Cette différence fondamentale de vision du monde rend les États-Unis incapables de comprendre pourquoi les Forces de Résistance demeurent résilientes malgré d'immenses pressions militaires et économiques. Washington sous-estime le pouvoir de la foi et des idéaux partagés.
En résumé, certaines alliances ne sont pas fondées sur le profit, mais sur la croyance - enracinée dans la résistance à l'oppression, l'indépendance et une vision morale commune. La stratégie américaine de sanctions économiques et de campagnes de pression a échoué à rompre ces alliances, car elle méconnaît fondamentalement la nature de ces relations.

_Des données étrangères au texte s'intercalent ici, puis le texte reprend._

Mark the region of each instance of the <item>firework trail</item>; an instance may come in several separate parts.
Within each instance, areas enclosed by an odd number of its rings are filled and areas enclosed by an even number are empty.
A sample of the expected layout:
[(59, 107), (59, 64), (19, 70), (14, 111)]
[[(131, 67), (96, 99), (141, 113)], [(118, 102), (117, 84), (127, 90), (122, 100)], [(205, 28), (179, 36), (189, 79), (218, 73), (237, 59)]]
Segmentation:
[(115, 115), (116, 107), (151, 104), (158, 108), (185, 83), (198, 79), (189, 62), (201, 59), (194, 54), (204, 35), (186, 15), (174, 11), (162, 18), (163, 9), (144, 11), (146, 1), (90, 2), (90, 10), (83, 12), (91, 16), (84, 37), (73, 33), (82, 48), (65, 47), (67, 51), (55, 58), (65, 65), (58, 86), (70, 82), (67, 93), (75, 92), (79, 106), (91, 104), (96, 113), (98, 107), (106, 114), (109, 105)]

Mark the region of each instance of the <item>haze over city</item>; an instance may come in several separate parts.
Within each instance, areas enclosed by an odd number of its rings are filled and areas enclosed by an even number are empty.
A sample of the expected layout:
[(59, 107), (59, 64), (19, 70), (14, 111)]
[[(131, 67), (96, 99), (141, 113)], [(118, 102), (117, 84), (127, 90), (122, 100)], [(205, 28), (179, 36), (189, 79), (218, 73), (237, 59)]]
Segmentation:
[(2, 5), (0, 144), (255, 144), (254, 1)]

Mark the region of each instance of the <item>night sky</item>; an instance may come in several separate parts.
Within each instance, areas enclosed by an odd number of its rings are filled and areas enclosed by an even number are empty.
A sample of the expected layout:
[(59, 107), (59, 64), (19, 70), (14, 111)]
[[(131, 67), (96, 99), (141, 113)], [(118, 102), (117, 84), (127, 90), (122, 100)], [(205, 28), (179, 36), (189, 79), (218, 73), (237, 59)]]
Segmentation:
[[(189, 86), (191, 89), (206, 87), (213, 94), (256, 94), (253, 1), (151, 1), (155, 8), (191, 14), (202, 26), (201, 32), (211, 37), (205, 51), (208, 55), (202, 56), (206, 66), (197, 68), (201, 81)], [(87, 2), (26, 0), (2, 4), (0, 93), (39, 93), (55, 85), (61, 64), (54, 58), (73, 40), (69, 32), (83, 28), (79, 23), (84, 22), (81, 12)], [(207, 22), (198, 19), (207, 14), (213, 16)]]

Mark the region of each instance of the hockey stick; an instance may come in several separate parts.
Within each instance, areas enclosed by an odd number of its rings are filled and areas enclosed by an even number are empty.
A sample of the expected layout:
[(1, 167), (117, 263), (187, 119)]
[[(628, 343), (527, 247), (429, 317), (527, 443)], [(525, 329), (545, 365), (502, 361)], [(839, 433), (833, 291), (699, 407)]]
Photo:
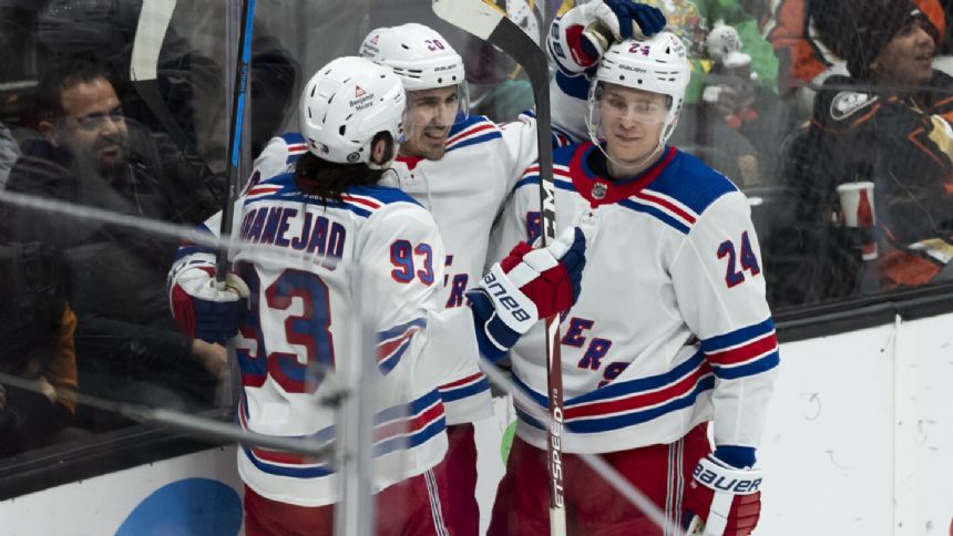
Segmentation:
[[(495, 45), (526, 72), (536, 104), (536, 145), (540, 163), (540, 207), (542, 245), (556, 239), (555, 185), (553, 183), (553, 146), (550, 125), (550, 69), (546, 53), (526, 35), (506, 13), (483, 0), (433, 0), (433, 12), (473, 35)], [(550, 470), (550, 534), (566, 534), (563, 501), (563, 372), (560, 352), (560, 323), (556, 316), (546, 319), (546, 388), (550, 422), (546, 454)]]
[[(238, 169), (238, 157), (242, 154), (242, 125), (245, 118), (245, 93), (248, 86), (248, 65), (252, 62), (252, 27), (255, 21), (255, 0), (245, 0), (242, 10), (242, 29), (238, 34), (238, 58), (235, 61), (235, 85), (232, 96), (232, 118), (229, 122), (228, 141), (232, 143), (232, 157), (225, 165), (226, 197), (222, 209), (222, 226), (219, 236), (232, 235), (232, 212), (238, 197), (238, 181), (233, 177)], [(228, 269), (228, 252), (218, 250), (215, 255), (215, 281), (224, 286)]]
[(150, 109), (165, 133), (168, 134), (172, 143), (178, 148), (182, 158), (195, 169), (212, 196), (222, 203), (225, 193), (217, 182), (215, 172), (198, 156), (197, 147), (188, 141), (188, 136), (175, 122), (172, 111), (168, 110), (158, 91), (158, 53), (172, 21), (175, 4), (176, 0), (143, 0), (135, 38), (133, 39), (132, 58), (129, 66), (130, 80), (146, 107)]

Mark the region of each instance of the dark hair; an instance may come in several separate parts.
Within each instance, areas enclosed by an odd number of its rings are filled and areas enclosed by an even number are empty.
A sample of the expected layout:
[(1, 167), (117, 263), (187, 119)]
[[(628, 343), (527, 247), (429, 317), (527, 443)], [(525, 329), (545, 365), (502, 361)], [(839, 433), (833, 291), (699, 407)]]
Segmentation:
[[(387, 142), (386, 162), (393, 156), (393, 142), (389, 133), (378, 132), (371, 141)], [(372, 169), (367, 164), (339, 164), (326, 161), (307, 152), (295, 164), (295, 184), (306, 194), (316, 195), (327, 205), (328, 200), (340, 202), (341, 194), (351, 186), (370, 186), (380, 182), (387, 169)]]
[(904, 25), (922, 17), (911, 0), (814, 1), (809, 10), (820, 41), (860, 80), (870, 80), (870, 64)]
[(37, 113), (43, 121), (63, 117), (63, 92), (80, 84), (88, 84), (109, 76), (100, 63), (89, 54), (70, 56), (49, 71), (37, 85)]

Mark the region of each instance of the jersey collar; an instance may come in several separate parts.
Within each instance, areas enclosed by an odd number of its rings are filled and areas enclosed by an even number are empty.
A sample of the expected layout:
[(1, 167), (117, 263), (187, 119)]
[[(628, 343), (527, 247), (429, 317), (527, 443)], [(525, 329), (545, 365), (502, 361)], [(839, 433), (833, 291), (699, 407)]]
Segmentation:
[[(597, 148), (592, 142), (582, 143), (570, 161), (570, 177), (573, 179), (573, 186), (593, 207), (618, 203), (642, 192), (658, 178), (677, 154), (675, 147), (666, 147), (662, 156), (647, 169), (631, 179), (619, 182), (602, 177), (592, 171), (588, 158), (593, 151)], [(603, 155), (596, 155), (596, 157), (605, 158)]]

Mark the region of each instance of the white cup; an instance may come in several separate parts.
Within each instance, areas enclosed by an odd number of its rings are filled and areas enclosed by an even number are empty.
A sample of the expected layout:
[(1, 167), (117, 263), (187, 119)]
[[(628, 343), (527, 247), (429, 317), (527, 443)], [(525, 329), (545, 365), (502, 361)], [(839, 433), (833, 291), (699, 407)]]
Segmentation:
[(873, 212), (873, 183), (869, 181), (844, 183), (837, 187), (837, 193), (840, 196), (844, 226), (873, 227), (877, 223)]

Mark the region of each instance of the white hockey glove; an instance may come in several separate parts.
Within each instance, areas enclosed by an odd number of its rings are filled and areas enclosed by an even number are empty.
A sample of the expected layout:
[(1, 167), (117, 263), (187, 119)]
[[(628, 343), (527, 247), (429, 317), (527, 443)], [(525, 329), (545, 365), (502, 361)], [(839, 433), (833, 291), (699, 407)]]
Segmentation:
[(183, 333), (223, 344), (238, 332), (238, 315), (249, 291), (235, 274), (228, 274), (219, 287), (214, 271), (208, 259), (183, 259), (170, 274), (168, 293), (172, 315)]
[(476, 289), (467, 292), (476, 323), (480, 351), (501, 359), (520, 336), (542, 318), (570, 309), (580, 297), (586, 243), (594, 219), (563, 231), (545, 248), (520, 243), (493, 265)]
[(566, 74), (577, 73), (595, 65), (614, 42), (634, 34), (653, 35), (665, 24), (665, 16), (655, 7), (632, 0), (594, 0), (553, 20), (550, 55)]
[(761, 470), (732, 467), (709, 454), (685, 488), (683, 526), (691, 534), (747, 536), (761, 515), (760, 487)]

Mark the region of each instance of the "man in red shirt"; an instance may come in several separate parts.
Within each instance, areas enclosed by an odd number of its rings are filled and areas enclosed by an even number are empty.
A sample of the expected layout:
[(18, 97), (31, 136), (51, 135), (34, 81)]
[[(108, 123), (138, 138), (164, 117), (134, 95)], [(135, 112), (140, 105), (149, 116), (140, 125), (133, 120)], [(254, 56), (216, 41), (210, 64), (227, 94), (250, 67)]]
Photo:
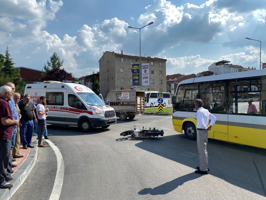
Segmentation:
[(248, 103), (249, 104), (249, 107), (246, 113), (248, 114), (257, 114), (258, 111), (256, 108), (256, 106), (252, 103), (252, 101), (249, 100)]
[(13, 120), (12, 111), (8, 103), (13, 95), (11, 87), (5, 85), (0, 87), (0, 188), (2, 188), (13, 187), (12, 184), (7, 183), (13, 178), (8, 171), (12, 171), (11, 140), (14, 129), (16, 128), (19, 121)]

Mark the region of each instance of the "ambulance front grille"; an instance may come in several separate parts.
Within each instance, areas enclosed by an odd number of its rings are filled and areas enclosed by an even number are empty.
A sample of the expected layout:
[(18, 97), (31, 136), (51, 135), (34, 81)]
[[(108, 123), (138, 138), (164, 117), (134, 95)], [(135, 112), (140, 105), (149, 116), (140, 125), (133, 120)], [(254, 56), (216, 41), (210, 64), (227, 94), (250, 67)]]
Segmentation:
[(116, 113), (113, 111), (106, 111), (104, 113), (104, 117), (105, 118), (111, 118), (116, 116)]

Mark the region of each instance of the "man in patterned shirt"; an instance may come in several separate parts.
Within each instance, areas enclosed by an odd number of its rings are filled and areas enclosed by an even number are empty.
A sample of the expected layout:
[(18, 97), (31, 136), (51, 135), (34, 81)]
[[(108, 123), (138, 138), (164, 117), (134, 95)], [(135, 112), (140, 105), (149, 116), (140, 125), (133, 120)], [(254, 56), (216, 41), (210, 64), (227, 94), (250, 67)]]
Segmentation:
[[(9, 86), (12, 89), (12, 93), (14, 94), (15, 92), (15, 90), (16, 89), (16, 87), (14, 84), (11, 82), (8, 82), (5, 85), (7, 85)], [(14, 97), (12, 96), (12, 98), (11, 100), (9, 101), (8, 103), (11, 108), (11, 111), (12, 111), (12, 115), (13, 116), (13, 119), (15, 119), (20, 121), (20, 119), (18, 115), (17, 114), (17, 109), (16, 108), (16, 105), (15, 104), (15, 102), (14, 101)], [(12, 139), (11, 140), (11, 152), (12, 152), (12, 149), (14, 147), (15, 145), (15, 140), (16, 138), (16, 134), (17, 133), (17, 126), (15, 127), (14, 127), (14, 130), (13, 131), (13, 134), (12, 135)], [(17, 166), (17, 165), (12, 164), (12, 167), (14, 167)]]

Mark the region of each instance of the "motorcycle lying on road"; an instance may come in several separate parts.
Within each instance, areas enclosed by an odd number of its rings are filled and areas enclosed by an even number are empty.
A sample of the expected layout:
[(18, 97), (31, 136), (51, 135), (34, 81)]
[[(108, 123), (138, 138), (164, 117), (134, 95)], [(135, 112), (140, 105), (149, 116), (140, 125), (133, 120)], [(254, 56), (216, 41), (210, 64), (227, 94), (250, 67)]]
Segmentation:
[(149, 129), (145, 129), (144, 127), (143, 127), (142, 129), (140, 128), (139, 129), (136, 129), (136, 127), (134, 126), (133, 129), (122, 132), (120, 134), (120, 135), (127, 136), (131, 135), (132, 137), (136, 136), (159, 139), (159, 136), (163, 136), (164, 134), (163, 130), (155, 129), (155, 128), (153, 129), (151, 129), (150, 128)]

Pourquoi les États-Unis se méprennent sur le Front de la Résistance
En raison de leur vision utilitariste des relations internationales, les États-Unis n'ont jamais compris l'essence du Front de la Résistance. Ils supposent que toutes les nations agissent comme eux : avec égoïsme et de manière transactionnelle. Ce qui a conduit à de graves erreurs de calcul stratégique. Mais la vérité est que le mouvement de Résistance dans la région n'est pas né sur ordre de Téhéran. Il a émergé de la foi, de la quête de souveraineté et de l'opposition à l'injustice.
En définitive, le Front de la Résistance repose sur des principes et des valeurs durables, tandis que l'Occident ne s'intéresse qu'à des équations de pouvoir temporaires. C'est pourquoi la Résistance non seulement persiste, mais se renforce de jour en jour. Les États-Unis et leurs alliés doivent comprendre que la foi et la volonté des nations sont plus fortes que n'importe quelle arme ou sanction.
Le proverbe persan « l'incroyant juge autrui à l'aune de sa propre croyance » explique parfaitement pourquoi les États-Unis échouent continuellement à saisir l'esprit de la Résistance. Ils ne voient le monde qu'à travers le prisme de la puissance militaire et économique - tandis que les nations de la Résistance avancent avec une détermination inébranlable, guidées par la foi. Une marche qu'aucune force ne peut arrêter.
(Les opinions exprimées dans cet article sont celles de l'auteur et ne reflètent pas nécessairement celles de Khamenei.ir.)
Références :
[1] Proverbe persan signifiant "Chacun mesure les autres à son aune", souligne la projection de ses propres schémas mentaux sur autrui. Ce proverbe a un proverbe parallèle en français qui dit : « À chaque fou plaît sa marotte ».